A veces, para contrarrestar nuestra ceguera, los astros arrojan luz sobre las bifurcaciones entre los caminos que otros forjan. Aún así, para algunos pasará por desapercibida la coincidencia temporal entre el estreno de El escritor fantasma (2010) en México y la publicación de la autobiografía de Tony Blair en Inglaterra. Con la complicada distancia que guarda la ficción de la realidad, el ex Primer Ministro británico del más reciente filme de Roman Polanski, Adam Lang, –interpretado con justo recato por Pierce Brosnan- que contrata a dos escritores fantasma (‘negros’ es la palabra que en español designa a quienes ponen sus letras al servicio de otra firma), uno, a quien no vemos en pantalla, para escribir sus memorias, al otro (McGregor), más adelante, para sustituir al primero tras su misteriosa muerte, refiere con obviedad al polémico Tony Blair.

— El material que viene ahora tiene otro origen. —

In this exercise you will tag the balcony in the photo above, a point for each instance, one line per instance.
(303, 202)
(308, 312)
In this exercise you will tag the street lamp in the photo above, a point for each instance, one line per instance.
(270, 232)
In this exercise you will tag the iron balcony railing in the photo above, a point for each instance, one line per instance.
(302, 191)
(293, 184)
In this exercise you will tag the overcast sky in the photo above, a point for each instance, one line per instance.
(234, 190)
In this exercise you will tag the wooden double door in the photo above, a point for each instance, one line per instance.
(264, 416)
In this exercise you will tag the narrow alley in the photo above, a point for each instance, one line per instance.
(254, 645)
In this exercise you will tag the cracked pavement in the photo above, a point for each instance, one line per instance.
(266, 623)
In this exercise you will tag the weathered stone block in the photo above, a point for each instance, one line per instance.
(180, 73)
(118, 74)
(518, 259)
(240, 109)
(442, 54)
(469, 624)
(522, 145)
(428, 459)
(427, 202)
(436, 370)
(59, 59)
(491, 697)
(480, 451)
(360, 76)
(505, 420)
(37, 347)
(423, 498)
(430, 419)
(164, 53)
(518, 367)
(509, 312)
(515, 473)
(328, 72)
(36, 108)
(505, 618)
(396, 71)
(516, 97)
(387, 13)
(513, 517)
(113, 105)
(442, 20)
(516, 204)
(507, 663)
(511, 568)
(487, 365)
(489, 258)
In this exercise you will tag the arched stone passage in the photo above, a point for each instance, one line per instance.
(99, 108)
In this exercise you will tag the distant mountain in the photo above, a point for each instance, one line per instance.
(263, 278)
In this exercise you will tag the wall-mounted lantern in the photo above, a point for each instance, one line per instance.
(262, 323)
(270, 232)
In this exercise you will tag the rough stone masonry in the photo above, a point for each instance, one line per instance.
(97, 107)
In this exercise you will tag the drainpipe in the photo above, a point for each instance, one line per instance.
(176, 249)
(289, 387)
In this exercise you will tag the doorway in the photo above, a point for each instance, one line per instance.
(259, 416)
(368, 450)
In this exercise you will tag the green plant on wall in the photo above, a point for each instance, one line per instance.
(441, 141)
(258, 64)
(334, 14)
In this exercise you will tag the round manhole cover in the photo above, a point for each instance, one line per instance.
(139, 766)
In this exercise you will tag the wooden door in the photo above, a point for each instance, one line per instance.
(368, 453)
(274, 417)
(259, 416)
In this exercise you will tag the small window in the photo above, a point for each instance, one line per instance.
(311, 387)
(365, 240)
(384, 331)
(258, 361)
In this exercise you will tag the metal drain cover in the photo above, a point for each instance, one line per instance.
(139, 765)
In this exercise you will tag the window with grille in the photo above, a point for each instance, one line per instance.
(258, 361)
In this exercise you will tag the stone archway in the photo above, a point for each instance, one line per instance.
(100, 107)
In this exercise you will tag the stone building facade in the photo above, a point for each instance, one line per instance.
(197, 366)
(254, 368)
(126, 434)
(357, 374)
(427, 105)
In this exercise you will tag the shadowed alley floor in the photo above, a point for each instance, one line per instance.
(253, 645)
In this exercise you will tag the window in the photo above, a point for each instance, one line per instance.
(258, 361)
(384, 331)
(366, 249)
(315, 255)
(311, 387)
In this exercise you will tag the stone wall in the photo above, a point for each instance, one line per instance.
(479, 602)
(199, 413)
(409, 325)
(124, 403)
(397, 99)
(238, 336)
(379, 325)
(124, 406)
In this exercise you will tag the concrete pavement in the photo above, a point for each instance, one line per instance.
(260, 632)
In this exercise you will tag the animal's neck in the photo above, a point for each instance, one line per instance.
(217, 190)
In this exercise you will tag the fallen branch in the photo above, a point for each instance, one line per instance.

En el filme, este personaje, al tiempo que reconstruye verbalmente su pasado (el escritor le da forma y tinta a sus palabras), se encuentra en la incómoda posición de tener que motivar sus decisiones como mandatario tras las acusaciones de su otrora ministro de relaciones exteriores (Robert Pugh quien ostenta un asombroso parecido con Robin Cook, el ex Secretario de Relaciones Exteriores). A saber, ha sido inculpado de secuestro y tortura de prisioneros de guerra durante su ya terminado gobierno. Ante la remota posibilidad de que fuera declarado culpable, en algún momento se contempla la probabilidad de no poder volver a Inglaterra y quedarse varado en su casa de playa, una especie de cuartel de trabajo, en Estados Unidos. Pero el carácter del mandatario da para más. Decide entonces enfrentar a los medios y defender su prestigio; en el intento, como su esposa lo señala, la corona deviene sombrero de bufón.
No es la primera vez que Polanski trata las paradojas del poder: sus recipientes parecen más víctimas que autores del destino. En Macbeth (1971) (donde también ronda un fantasma, el de la culpa) mostraba a un rey visiblemente desorientado que deambula en un ambiente caótico donde el crimen de asesinar es un mal mucho menor que el de fracasar tratando de alcanzar la corona. No hay fin que justifique un crimen (tampoco autobiografía que lo haga), pero en el intento surgen balbuceos con tono de heroísmo como :“Se puede poner en duda cómo lidiar con esto, o no, y sigo pensando que es una pregunta muy difícil, por lo que digo en última instancia, instintivamente, creo que teníamos que enfrentarlo de esa manera.” La cita es de Blair.
En el cine de Polanski la tensión se establece entre lo que sucede dentro y fuera de toda clase de espacios encerrados. Entre lo que se dice y lo que se calla. Entre lo que se muestra y lo que no. En este filme la gama es amplísima: una casa (fría y minimalista, con muros de piedra que acogen y amplios ventanales que muestran, a veces con poca nitidez, el exterior), una isla poco poblada, el clima gris y cada vez más lluvioso, un ferry que más vale no abordar e, incluso, la personalidad de alguien más. El protagonista, el escritor anónimo del título, carece de pasado, de relaciones estrechas, vaga entre la historia del ex gobernante y la estela de pistas que ha heredado de su ya sepultado antecesor. El suspenso se construye con sutil elegancia balanceando cada uno de estos elementos en la versión más modesta de la fórmula del thriller. Sin alcanzar una obra maestra (está lejos de, por ejemplo, Repulsión, 1965), Polanski logra lo que sólo los grandes, darle algo a todos los públicos. Las referencias biográficas y extratextuales no distraen; son invisibles para quien las ignore y están ahí para quien las goce. Añade además una chispa de humor: ante las fallas de la razón y del lenguaje queda una risa kafkiana, la de la desesperanza.